だけど浮かんできそうにはなるんだけど、頭の中で引っかかって出てこなかった。
『思い出せないかね?』
「あ、えっと、はい……これって……?」
『転生とはすなわち生まれ変わること。少年の【魂の一部】に、君たち風にいえばフォーマットをかけさせてもらった。基本的な知識はそのままで、君は新たにチートとしての人生を歩むこととなるのだよ。
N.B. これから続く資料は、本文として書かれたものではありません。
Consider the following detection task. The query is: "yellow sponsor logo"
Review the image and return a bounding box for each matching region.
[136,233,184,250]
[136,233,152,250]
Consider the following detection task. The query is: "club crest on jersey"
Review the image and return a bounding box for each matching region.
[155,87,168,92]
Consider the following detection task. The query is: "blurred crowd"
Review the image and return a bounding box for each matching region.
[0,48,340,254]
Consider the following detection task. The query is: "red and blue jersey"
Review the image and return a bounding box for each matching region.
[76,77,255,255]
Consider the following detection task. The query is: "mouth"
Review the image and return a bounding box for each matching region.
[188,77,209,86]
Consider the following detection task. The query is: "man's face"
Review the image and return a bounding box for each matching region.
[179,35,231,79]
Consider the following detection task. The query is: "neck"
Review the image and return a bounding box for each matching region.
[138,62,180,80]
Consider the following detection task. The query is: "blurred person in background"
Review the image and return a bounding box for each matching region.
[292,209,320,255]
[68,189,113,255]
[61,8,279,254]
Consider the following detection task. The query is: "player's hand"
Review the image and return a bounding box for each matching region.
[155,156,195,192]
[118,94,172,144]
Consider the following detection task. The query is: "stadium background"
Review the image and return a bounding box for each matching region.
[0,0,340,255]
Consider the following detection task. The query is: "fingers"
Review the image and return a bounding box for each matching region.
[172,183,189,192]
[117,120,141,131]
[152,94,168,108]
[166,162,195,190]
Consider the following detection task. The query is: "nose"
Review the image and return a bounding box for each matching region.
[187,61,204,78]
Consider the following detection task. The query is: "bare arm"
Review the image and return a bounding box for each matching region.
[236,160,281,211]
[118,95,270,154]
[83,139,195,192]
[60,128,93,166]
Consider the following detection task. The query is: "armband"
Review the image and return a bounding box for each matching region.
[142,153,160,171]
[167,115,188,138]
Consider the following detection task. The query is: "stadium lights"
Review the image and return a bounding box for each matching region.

説明は以上だ!さぁ、いざ往かん、ビアルを……!』
「初期化されてるならなんで俺、既に喋れる年齢で、尚且つ結構成長してるの?」
『むっ? 意外としつこいな、君は』
「だって気になるんだもん。転生で、新しい人生なら、赤ん坊からやり直すのが普通じゃないっすかね?」
なんかブレスから盛大なため息が聞こえた。
『もっと文脈から察したまえ』
「わからないよ。説明不足で、これメッチャクソゲー臭するけど?」
『そういうスラングだけは立派で……大獣神は君にビアルを救って欲しいと願い、私を託した。今ビァルは崩壊の危機に瀕している。そんなとても厳しい状況下で赤ん坊からやり直す暇などなかったのでな。故に基礎的な知識、身体はそのままにさせてもらった。それにさすがに赤ん坊から面倒をみるのは、面倒だからな! HAHAHA!』
きっと笑って欲しいところなんだけどスルーで。
『笑いたまえ! 恥ずかしいではないか!』
「面白くなかったっす」
『手厳しいな……』
「つまんないブレスが悪いっす」
『少年、さっきから気になっていたのだが、君の発言をこれ以上を黙って聞き流すわけにはいかん!』
ブレスから少し怒ったような声が聞こえた。
「あ、えっ!?」
『チート少年、私は圧倒的に君よりも年長者だ! 今後私のことはブレスさん、言葉は全て敬語を使い給え! 何、多少の敬語の間違いは許してあげよう。私を年長者として敬う気持ちさえあればOKだ』
「そこ?」
『少年! 君は早速……!』
「あー、す、すみませんでした……ブレスさん!」
『宜しい! HAHAHA!』
”面白くなかった”の指摘はどうでも良いみたいだった。
ちなみに衣装は生前のジャージから、ズボンにシャツ、
そして短いマントのようなものに変わっていたけど、
どうせ、ブレスさんに『不満なのかね?』と言われてしまいそうなんで、
これもスルーで。
その時、湿った風が俺の頬を撫でた。
心臓がドキリと跳ねれて、思わず俺は空を仰ぎ見る。
岩場の空を覆う黒雲から思い雷の轟が響く。
刹那、雷の轟に混じって、聞いたことのない大きな音が聞こえた。
まるでライオンの咆哮を何倍にも膨らませて、更に深さを増したような唸り声に似た何かの声。
そして暗雲が大きく蠢いて、ソレが見えた。
稲光を浴びて煌く黒い鱗に、蛇のような長い身体。
大地を踏みしめる竜じゃなくて、空を駆ける龍。
その龍の周りには、鳥のような奇妙な生き物が群がっていた。
黒い龍は再び咆哮をすると、口から紫色をしたブレスを吐く。
ブレスは周りに群がっていた鳥を飲み込んで撃ち落とす。
それでも鳥の数はあまり減ったようには見えない。
逆に勢い着いた鳥は更に空で蠢く黒い龍に群がって、
嘴で啄んだり、足の爪で引っかいたりしていた。
暗雲の中から現れた大きな黒い龍と鳥の空中戦に俺の視線は釘付けになる。
『少年! ここは危険だ! 逃げるぞ!』
真剣なブレスさんの声が聞こえて視線を地上へ戻す。
すると目の前の岩場に異変が起こり始めていた。